Just what the @#$% is it?

The Phaistos Disk seems to have been delibarately forgotten.

  It was found in a storeroom in an area of the Phaistos palace apparently a chapel or a storage area for religious activities. The disk seems to have been just placed against a wall on the floor and survived simply cos it was left there and possillbly other softer objects piled up around it protecting it against the fianl destruction of the room it was in.

I've seen several theories about it and the symbols some of which are roughly similar to Cretan Hieroglyphics and Linear A and B  and I've shown a graphic showing one guess at the symbols.

It certainly doesnt show the level of refinement you normally see in Minoan art?

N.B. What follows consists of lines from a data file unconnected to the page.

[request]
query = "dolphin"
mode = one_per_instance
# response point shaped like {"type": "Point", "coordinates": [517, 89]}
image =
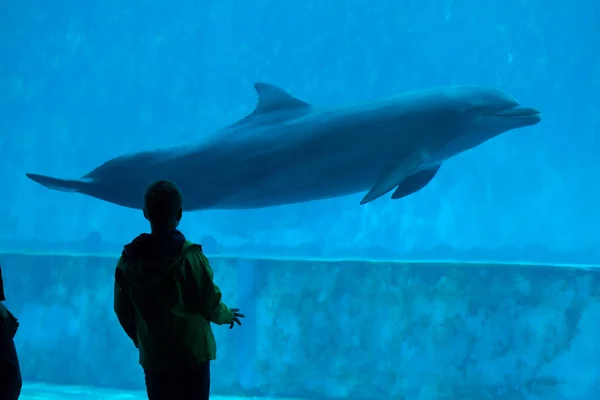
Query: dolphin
{"type": "Point", "coordinates": [288, 151]}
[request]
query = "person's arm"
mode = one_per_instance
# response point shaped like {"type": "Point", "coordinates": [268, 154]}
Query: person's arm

So what is it? Here's my guess : a discarded test prototype for a series of stamps meant to be used on cloth or clay maybe as trademarks or syllable signs standing for abbreviated words as a shorthand  or even stamps for textiles?

Perhaps the sponsor of the experiment had it rejected in favor of a different graphic system that became linear B and donated the test piece to a shrine for storage and died causing a sigh of relief to embarassed relatives or the palace artisans refused to use the system set or the symbols were used but on metal objects that were melted down later?

We now know there was more than one script used in Crete but don't have transitional forms showing the whole sequence of developments from early symbols to Linear B.

This object may be an anomaly but an anomaly cos its out of context?

Imagien what an archaeologist might think if he find a typographers rough sketches for a font but no complete set of the font? Say the typographer cut out 3d models for some reason and then the studio was   destroyed and the one surviving object was removed to a store room?

That may be how the Phaistos Disk became an anomaly?